Drawing on a long history of studying natural ecosystems, most of us rely on the species concept to conceptualize and quantify the diversity and composition of urban ecosystems. Many urban plants, however, are cultigens that are the product of artificial selection and don’t always easily fit traditional ecological models and taxonomies. Fortunately, the process of cultivation and the history and practice of horticulture are closely tied to the very human-ecosystem interactions that are central to urban ecology. By studying these processes, we may be able to significantly advance our understanding of urban ecosystem structure and function. The history of selecting for specific plant traits that produce food, aesthetic qualities, and other human benefits goes back centuries, and has been studied in agroecology, cultivated plant taxonomy, environmental history, cultural geography, and other disciplines. Given the dominance of cultigens in many urban ecosystems, can we incorporate and adapt lessons learned from these studies into urban ecological methods and theory?
Results/Conclusions
There are numerous ecological dimensions of the history and types of plant cultivation found in cities.
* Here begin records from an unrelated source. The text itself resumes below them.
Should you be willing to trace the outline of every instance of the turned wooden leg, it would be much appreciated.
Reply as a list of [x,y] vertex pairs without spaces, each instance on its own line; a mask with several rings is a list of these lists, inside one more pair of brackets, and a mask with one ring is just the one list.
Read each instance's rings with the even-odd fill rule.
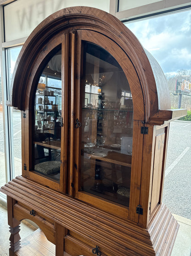
[[19,235],[20,224],[21,222],[15,219],[13,216],[13,207],[15,203],[15,201],[7,196],[7,214],[8,224],[10,226],[9,231],[11,232],[10,238],[10,248],[9,249],[9,255],[11,256],[14,255],[14,252],[18,250],[21,246],[20,239]]
[[15,227],[10,227],[11,236],[9,238],[10,241],[10,248],[9,248],[9,255],[14,255],[14,252],[21,248],[20,239],[19,232],[20,230],[20,226]]
[[64,238],[66,235],[66,229],[62,226],[55,223],[56,255],[63,256],[64,250]]

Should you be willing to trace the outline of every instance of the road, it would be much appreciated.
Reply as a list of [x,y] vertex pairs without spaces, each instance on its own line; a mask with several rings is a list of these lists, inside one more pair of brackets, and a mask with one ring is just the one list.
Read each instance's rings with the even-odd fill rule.
[[163,202],[173,213],[191,220],[191,122],[170,125]]
[[[14,113],[15,156],[21,158],[21,116]],[[0,152],[4,152],[2,114],[0,113]],[[191,122],[170,124],[163,202],[173,213],[191,219]]]

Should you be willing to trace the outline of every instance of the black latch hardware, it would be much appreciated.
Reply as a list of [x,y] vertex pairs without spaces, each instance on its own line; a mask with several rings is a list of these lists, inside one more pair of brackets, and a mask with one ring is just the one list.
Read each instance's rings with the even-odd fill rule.
[[34,210],[33,210],[33,209],[31,210],[31,211],[30,211],[30,215],[32,215],[33,216],[35,215],[35,212],[34,211]]
[[75,128],[79,128],[81,127],[82,126],[82,124],[79,122],[79,120],[77,118],[76,119],[76,123],[75,124],[74,127]]
[[140,128],[140,133],[141,134],[148,134],[148,127],[141,126],[141,127]]
[[143,215],[143,209],[141,208],[140,205],[139,205],[139,204],[136,208],[136,213],[140,214],[140,215]]
[[101,253],[99,250],[99,246],[96,245],[95,248],[93,248],[92,253],[93,254],[96,254],[96,255],[97,255],[97,256],[100,256],[100,255],[101,254]]

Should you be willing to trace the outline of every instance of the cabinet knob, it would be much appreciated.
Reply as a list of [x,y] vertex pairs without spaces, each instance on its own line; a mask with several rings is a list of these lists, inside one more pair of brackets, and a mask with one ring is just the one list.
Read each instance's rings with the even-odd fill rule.
[[34,210],[32,209],[31,211],[30,211],[30,215],[32,215],[33,216],[35,216],[35,212],[34,211]]
[[97,256],[100,256],[101,253],[99,250],[99,246],[96,245],[95,248],[93,248],[92,253],[93,254],[96,254]]

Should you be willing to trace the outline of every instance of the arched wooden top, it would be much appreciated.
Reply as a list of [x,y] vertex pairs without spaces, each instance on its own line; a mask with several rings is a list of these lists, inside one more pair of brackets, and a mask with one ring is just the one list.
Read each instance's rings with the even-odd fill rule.
[[[149,121],[159,110],[170,108],[169,94],[168,95],[167,85],[163,79],[163,72],[153,57],[149,54],[146,54],[134,35],[112,15],[97,9],[84,6],[67,8],[53,13],[31,34],[16,62],[10,105],[22,110],[26,110],[24,99],[27,89],[28,91],[27,87],[31,86],[28,81],[35,60],[47,42],[60,32],[80,29],[94,30],[105,35],[117,43],[128,56],[140,82],[140,88],[135,89],[140,92],[140,101],[144,102],[144,116],[141,119]],[[152,66],[155,70],[154,73]]]

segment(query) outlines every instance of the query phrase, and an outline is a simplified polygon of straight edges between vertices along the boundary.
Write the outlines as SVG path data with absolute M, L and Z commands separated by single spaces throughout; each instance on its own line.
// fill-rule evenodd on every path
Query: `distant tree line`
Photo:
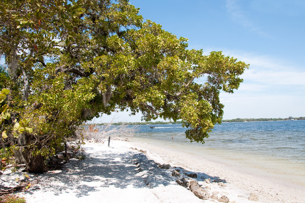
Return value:
M 300 117 L 298 118 L 293 118 L 290 116 L 285 118 L 235 118 L 234 119 L 223 120 L 223 122 L 253 122 L 253 121 L 276 121 L 289 120 L 305 120 L 305 117 Z
M 182 121 L 176 121 L 176 122 L 165 122 L 165 121 L 148 121 L 148 122 L 118 122 L 116 123 L 112 123 L 112 125 L 158 125 L 158 124 L 181 124 Z M 98 123 L 98 125 L 105 125 L 109 123 Z
M 291 116 L 288 118 L 235 118 L 234 119 L 223 120 L 222 122 L 254 122 L 254 121 L 276 121 L 283 120 L 305 120 L 305 117 L 300 117 L 298 118 L 292 117 Z M 111 124 L 112 125 L 158 125 L 158 124 L 181 124 L 182 121 L 176 122 L 165 122 L 165 121 L 148 121 L 148 122 L 118 122 L 113 123 Z M 108 123 L 97 123 L 97 125 L 105 125 L 108 124 Z M 90 124 L 89 124 L 90 125 Z

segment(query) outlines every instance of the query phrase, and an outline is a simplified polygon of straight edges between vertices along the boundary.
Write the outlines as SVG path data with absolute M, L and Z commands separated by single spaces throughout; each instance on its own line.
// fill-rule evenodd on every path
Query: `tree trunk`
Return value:
M 18 138 L 19 146 L 15 151 L 15 156 L 18 163 L 24 163 L 29 173 L 42 174 L 45 171 L 45 159 L 41 155 L 34 156 L 32 152 L 35 149 L 30 148 L 28 145 L 33 141 L 33 136 L 26 133 L 20 134 Z M 39 148 L 39 146 L 36 147 Z

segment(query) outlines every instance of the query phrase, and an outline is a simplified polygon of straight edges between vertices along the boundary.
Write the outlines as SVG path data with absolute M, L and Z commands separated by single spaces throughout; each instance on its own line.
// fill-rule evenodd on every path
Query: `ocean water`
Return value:
M 133 139 L 305 186 L 305 120 L 223 123 L 204 144 L 185 138 L 181 124 L 137 126 Z

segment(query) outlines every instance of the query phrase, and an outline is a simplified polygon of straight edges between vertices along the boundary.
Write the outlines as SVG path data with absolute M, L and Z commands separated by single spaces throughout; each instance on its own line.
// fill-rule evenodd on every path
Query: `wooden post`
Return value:
M 65 154 L 64 156 L 65 158 L 67 158 L 67 142 L 65 142 Z

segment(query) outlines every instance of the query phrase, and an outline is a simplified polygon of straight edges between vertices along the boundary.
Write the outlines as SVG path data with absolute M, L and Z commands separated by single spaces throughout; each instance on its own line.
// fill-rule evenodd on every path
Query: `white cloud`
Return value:
M 254 24 L 248 19 L 247 15 L 242 11 L 238 2 L 238 0 L 226 1 L 227 11 L 231 15 L 233 20 L 248 28 L 251 31 L 256 32 L 265 37 L 269 37 L 269 34 L 262 30 L 260 27 Z

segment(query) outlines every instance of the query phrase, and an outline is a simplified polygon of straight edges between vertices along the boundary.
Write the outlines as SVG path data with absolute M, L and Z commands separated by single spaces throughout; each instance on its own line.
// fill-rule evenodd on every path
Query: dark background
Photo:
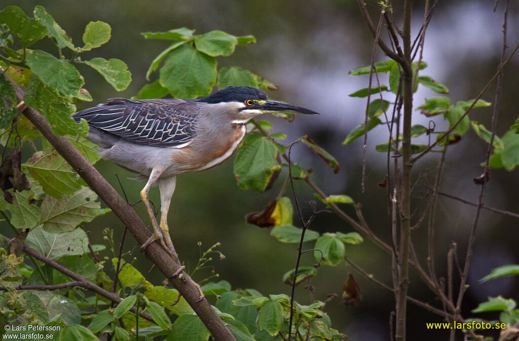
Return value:
M 413 35 L 417 33 L 422 22 L 423 2 L 415 2 Z M 457 101 L 476 97 L 495 72 L 502 48 L 504 6 L 503 3 L 500 4 L 494 13 L 493 1 L 442 2 L 427 32 L 424 60 L 428 67 L 422 74 L 430 75 L 445 85 L 450 90 L 448 96 L 454 104 Z M 514 2 L 511 3 L 508 41 L 513 47 L 519 39 L 517 20 L 519 8 Z M 6 3 L 2 7 L 8 4 Z M 356 2 L 22 0 L 13 4 L 20 6 L 30 16 L 32 16 L 35 5 L 43 5 L 72 37 L 76 46 L 81 45 L 83 30 L 89 21 L 101 20 L 111 25 L 110 42 L 86 52 L 82 58 L 121 59 L 128 64 L 133 80 L 127 90 L 117 92 L 94 71 L 87 66 L 79 66 L 85 78 L 85 87 L 94 99 L 92 105 L 110 97 L 135 96 L 146 84 L 145 73 L 149 63 L 169 43 L 147 40 L 141 35 L 141 32 L 186 26 L 196 29 L 198 34 L 221 30 L 237 36 L 255 36 L 256 44 L 237 47 L 231 57 L 218 59 L 218 66 L 237 65 L 248 69 L 279 86 L 279 91 L 269 93 L 271 98 L 321 113 L 319 117 L 298 117 L 292 124 L 271 116 L 263 118 L 272 124 L 274 132 L 288 134 L 287 144 L 302 135 L 308 134 L 333 154 L 341 166 L 337 174 L 303 145 L 294 147 L 292 155 L 302 166 L 314 170 L 312 180 L 327 194 L 347 194 L 362 202 L 364 215 L 372 229 L 383 239 L 388 241 L 386 192 L 377 186 L 385 175 L 386 159 L 385 154 L 374 151 L 376 144 L 387 140 L 387 131 L 379 127 L 369 135 L 366 185 L 363 194 L 360 183 L 362 139 L 351 145 L 340 144 L 351 128 L 363 121 L 364 100 L 349 97 L 348 94 L 367 86 L 366 76 L 353 77 L 348 73 L 354 67 L 368 65 L 373 48 L 373 38 L 360 16 Z M 379 15 L 376 2 L 372 2 L 368 7 L 376 22 Z M 401 8 L 395 9 L 397 19 L 401 13 Z M 401 20 L 399 22 L 401 23 Z M 44 46 L 36 47 L 45 48 Z M 52 50 L 51 44 L 47 47 L 48 51 Z M 377 60 L 385 59 L 384 56 L 378 53 Z M 505 69 L 497 131 L 500 136 L 517 118 L 518 65 L 519 59 L 515 56 Z M 156 72 L 152 77 L 157 76 Z M 382 81 L 387 84 L 387 80 L 383 78 Z M 491 87 L 483 99 L 493 102 L 495 90 L 495 87 Z M 414 106 L 421 104 L 425 98 L 434 96 L 436 94 L 430 90 L 421 88 L 415 97 Z M 90 106 L 84 103 L 80 108 L 81 105 Z M 428 126 L 429 119 L 420 115 L 418 111 L 415 112 L 414 124 Z M 491 113 L 491 108 L 476 109 L 470 114 L 470 118 L 489 127 Z M 434 120 L 437 130 L 445 127 L 441 117 L 435 117 Z M 427 143 L 426 140 L 421 142 Z M 486 148 L 485 142 L 471 130 L 461 142 L 450 147 L 441 190 L 476 202 L 479 188 L 472 179 L 482 172 L 480 164 L 484 160 Z M 414 169 L 415 208 L 427 200 L 426 193 L 433 183 L 439 158 L 439 154 L 433 153 L 418 162 Z M 181 260 L 188 268 L 192 269 L 199 257 L 197 242 L 201 241 L 202 249 L 205 250 L 220 241 L 222 246 L 218 249 L 226 258 L 213 261 L 211 264 L 221 278 L 230 282 L 234 289 L 253 288 L 265 295 L 289 294 L 290 287 L 283 284 L 281 277 L 295 265 L 296 246 L 277 241 L 269 236 L 268 229 L 247 225 L 244 219 L 247 213 L 260 210 L 277 195 L 286 172 L 282 173 L 274 188 L 266 193 L 243 190 L 236 185 L 233 159 L 231 158 L 221 166 L 202 173 L 179 176 L 169 220 Z M 144 184 L 128 179 L 132 177 L 132 174 L 102 160 L 96 167 L 121 192 L 115 175 L 118 174 L 129 201 L 135 202 L 139 200 L 139 193 Z M 516 169 L 511 172 L 503 170 L 493 172 L 486 204 L 519 212 L 517 171 Z M 298 199 L 307 216 L 308 201 L 313 199 L 312 191 L 304 183 L 296 182 L 296 186 Z M 291 197 L 289 193 L 286 195 Z M 158 189 L 152 190 L 151 198 L 158 204 Z M 138 204 L 136 210 L 147 219 L 142 204 Z M 347 207 L 346 210 L 354 215 L 351 208 Z M 464 260 L 474 212 L 472 207 L 448 198 L 439 198 L 435 251 L 439 276 L 445 276 L 445 257 L 451 241 L 458 243 L 458 255 Z M 419 214 L 414 217 L 415 221 Z M 300 226 L 295 217 L 294 224 Z M 123 226 L 114 215 L 107 214 L 86 225 L 87 230 L 91 231 L 92 243 L 104 242 L 101 233 L 106 227 L 114 229 L 115 240 L 118 242 Z M 332 214 L 319 216 L 311 228 L 320 232 L 353 230 Z M 426 225 L 413 234 L 417 252 L 422 256 L 424 265 L 426 236 Z M 483 211 L 469 274 L 471 287 L 466 296 L 463 311 L 466 318 L 497 319 L 497 313 L 485 316 L 470 313 L 488 296 L 502 295 L 506 298 L 519 299 L 519 287 L 515 278 L 503 278 L 482 284 L 477 282 L 493 268 L 519 263 L 518 237 L 517 220 Z M 125 250 L 131 249 L 135 243 L 131 236 L 128 237 Z M 309 244 L 307 247 L 312 245 Z M 358 246 L 348 245 L 346 253 L 348 257 L 376 278 L 391 285 L 390 262 L 387 254 L 369 242 Z M 303 265 L 315 263 L 311 253 L 303 256 Z M 107 251 L 102 255 L 112 256 Z M 133 255 L 138 258 L 134 265 L 145 272 L 151 265 L 150 262 L 139 253 L 137 248 Z M 217 256 L 214 258 L 217 258 Z M 463 261 L 461 262 L 462 266 Z M 162 278 L 156 270 L 154 271 L 147 277 L 158 284 Z M 389 339 L 390 313 L 394 306 L 392 294 L 356 275 L 344 262 L 334 267 L 326 266 L 319 269 L 318 276 L 311 281 L 315 288 L 313 298 L 322 301 L 326 294 L 333 292 L 340 297 L 343 283 L 350 271 L 356 276 L 364 301 L 358 307 L 342 306 L 338 298 L 332 301 L 325 310 L 331 317 L 333 326 L 348 335 L 351 340 Z M 412 274 L 409 294 L 439 307 L 416 273 L 412 271 Z M 209 271 L 206 275 L 210 275 Z M 200 274 L 198 279 L 203 277 Z M 311 302 L 309 292 L 302 288 L 298 288 L 296 298 L 304 304 Z M 409 336 L 412 339 L 435 340 L 447 335 L 443 331 L 426 329 L 426 322 L 441 322 L 442 317 L 411 304 L 408 311 Z M 458 337 L 461 339 L 461 333 Z

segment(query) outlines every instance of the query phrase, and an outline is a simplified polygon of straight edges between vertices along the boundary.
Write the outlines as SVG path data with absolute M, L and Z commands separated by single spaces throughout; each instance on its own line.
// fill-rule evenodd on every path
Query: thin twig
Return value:
M 460 201 L 461 202 L 463 202 L 463 203 L 466 203 L 468 205 L 471 205 L 472 206 L 477 206 L 477 203 L 475 202 L 472 202 L 472 201 L 466 200 L 465 199 L 462 199 L 459 197 L 456 197 L 456 196 L 439 192 L 438 192 L 438 194 L 440 195 L 443 195 L 444 197 L 447 197 L 447 198 L 450 198 L 450 199 L 454 199 L 455 200 L 458 200 L 458 201 Z M 484 210 L 490 211 L 490 212 L 493 212 L 495 213 L 499 213 L 500 214 L 502 214 L 503 215 L 508 215 L 508 216 L 513 217 L 514 218 L 519 218 L 519 214 L 515 213 L 513 212 L 510 212 L 510 211 L 500 210 L 499 209 L 494 208 L 493 207 L 490 207 L 489 206 L 485 206 L 485 205 L 482 206 L 481 208 L 482 208 Z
Here I’ll focus on three: 1) Environmental and geographical histories of plant imports and the horticultural trade have been very informative for understanding invasion ecology, and may be equally informative in cultivated ecology. 2) An understanding of the attributes of plants that have attracted human attention, which is emerging from studies of human-plant geography, may provide new insights into why certain plant traits and taxa are prevalent in cultivated urban gardens. Selection for large and complex flowers, for example, is a dominant feature of urban horticulture that might be better incorporated into our understanding of urban ecological processes. Finally, from a classic ecological and evolutionary perspective, horticultural plants have greatly benefited from cultivation, and their reproductive success can be attributed to their interrelationships with humans. Therefore, agroecologists have described the process of crop and domesticated animal cultivation as a mutualism, which is likely to be equally applicable to the cultivation of horticultural plants. These lenses on human-plant relationships are more expansive than previous ecosystem services concepts, in that they’re two-directional and highlight the complex and reciprocal effects of cultivation on both humans and non-humans.